A thermal change in sensitivity can theoretically also be compensated for by the compensation component 3.2 in the context of the simpler first exemplary embodiment in FIG. 2. However, it can be very difficult to find a resistive compensation component 3.2 for the measuring circuit 3 , whose temperature response compensates for both a zero point drift and a change in sensitivity of the sensor 3.1 .

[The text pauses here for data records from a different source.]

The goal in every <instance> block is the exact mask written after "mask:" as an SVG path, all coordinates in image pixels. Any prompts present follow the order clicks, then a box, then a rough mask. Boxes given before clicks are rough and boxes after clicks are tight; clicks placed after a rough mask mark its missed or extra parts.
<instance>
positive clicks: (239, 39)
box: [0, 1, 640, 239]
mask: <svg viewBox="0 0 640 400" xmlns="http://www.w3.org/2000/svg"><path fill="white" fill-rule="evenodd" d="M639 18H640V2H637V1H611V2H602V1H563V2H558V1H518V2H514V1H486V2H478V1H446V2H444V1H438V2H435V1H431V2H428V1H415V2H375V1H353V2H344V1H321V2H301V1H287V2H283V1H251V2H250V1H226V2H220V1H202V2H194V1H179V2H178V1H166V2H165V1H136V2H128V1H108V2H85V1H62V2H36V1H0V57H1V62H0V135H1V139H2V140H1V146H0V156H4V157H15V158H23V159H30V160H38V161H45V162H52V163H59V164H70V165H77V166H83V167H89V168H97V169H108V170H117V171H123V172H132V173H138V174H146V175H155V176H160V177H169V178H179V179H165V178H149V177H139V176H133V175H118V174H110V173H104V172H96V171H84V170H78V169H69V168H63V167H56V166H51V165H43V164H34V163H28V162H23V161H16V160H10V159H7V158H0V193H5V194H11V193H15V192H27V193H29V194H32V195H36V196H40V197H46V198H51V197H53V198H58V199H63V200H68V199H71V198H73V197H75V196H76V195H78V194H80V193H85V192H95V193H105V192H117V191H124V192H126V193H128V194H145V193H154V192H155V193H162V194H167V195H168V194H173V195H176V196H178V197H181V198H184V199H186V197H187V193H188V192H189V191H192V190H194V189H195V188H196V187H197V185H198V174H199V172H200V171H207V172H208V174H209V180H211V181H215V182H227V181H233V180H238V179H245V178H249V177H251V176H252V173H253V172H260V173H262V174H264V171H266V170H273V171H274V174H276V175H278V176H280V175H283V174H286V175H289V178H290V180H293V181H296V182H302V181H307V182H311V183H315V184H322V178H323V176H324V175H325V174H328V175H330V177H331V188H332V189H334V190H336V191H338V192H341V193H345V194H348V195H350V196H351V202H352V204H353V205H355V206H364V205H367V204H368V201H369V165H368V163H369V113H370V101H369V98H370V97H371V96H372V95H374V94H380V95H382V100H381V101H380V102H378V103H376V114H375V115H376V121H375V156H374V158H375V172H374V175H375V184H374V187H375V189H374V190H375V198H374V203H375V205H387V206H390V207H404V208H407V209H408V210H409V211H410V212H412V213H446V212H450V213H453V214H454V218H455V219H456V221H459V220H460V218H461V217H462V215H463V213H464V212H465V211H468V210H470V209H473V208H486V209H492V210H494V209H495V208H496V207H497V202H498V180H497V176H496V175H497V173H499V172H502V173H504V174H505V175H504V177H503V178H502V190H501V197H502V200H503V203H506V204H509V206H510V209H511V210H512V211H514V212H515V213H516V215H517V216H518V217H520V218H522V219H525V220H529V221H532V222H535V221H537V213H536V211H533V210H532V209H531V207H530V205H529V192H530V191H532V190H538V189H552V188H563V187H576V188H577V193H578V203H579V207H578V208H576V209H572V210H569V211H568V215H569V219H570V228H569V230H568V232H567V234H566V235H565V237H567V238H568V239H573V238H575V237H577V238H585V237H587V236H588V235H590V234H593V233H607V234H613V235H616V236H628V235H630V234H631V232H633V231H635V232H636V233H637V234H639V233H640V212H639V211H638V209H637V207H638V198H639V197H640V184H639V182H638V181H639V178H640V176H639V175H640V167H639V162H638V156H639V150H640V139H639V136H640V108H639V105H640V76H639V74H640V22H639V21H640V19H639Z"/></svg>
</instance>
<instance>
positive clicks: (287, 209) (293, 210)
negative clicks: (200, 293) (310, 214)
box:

With the electro-optical converter 4 according to the invention, the smallest changes in inductance of electro- or magneto-inductive transducers 3.1 can be measured and at the same time converted into an analog optical signal for fiber-optic transmission. This takes into account in particular the small measuring threshold and the high measuring sensitivity of magnetic field sensors with amorphous metals and magnetoelastic measuring sensors based on amorphous magnetoelastic layers or namocrystalline foils.

Claims (4)

1. Electro-optical converter circuit for an electro- or magnetoinductive measured value transducer for fiber-optic measured value transmission consisting of a measuring circuit and a transmitting circuit, both of which are connected in parallel to a common power supply, characterized in that the power supply is an oscillator module ( 4.1 ), which via a constant current output emits an alternating voltage with a constant frequency, the frequency and the constant current being chosen such that a current change in the measuring circuit ( 3 ) is transmitted to the transmitting circuit ( 4.4 ) via the common connection with the oscillator module ( 4.1 ). 2. Electro-optical converter circuit according to claim 1, characterized in that the measuring circuit ( 3 ) contains a resistive Kompensa tion component ( 3.2 ) which is thermally coupled to the transducer ( 3.1 ) and has a temperature response which a thermal inductance change of the magnetoinductive Counteracts the sensor. 3. Electro-optical converter circuit according to claim 1, characterized in that the transmitting circuit contains a resistive compensation component ( 4.2 ) which is thermally coupled to the optoelectronic transmitter ( 4.3 ) and has a temperature transition which has a thermal light intensity change in the optoelectric Counteracts ( 4.3 ). 4. Electro-optical converter circuit according to claim 1, characterized in that the transmitting circuit ( 4.4 ) contains a resistive Kom compensation component ( 3.3 ) which is thermally coupled to the transducer ( 3.1 ) and has a temperature response which has a thermal change in sensitivity of the transducer ( 3.1 ) compensated.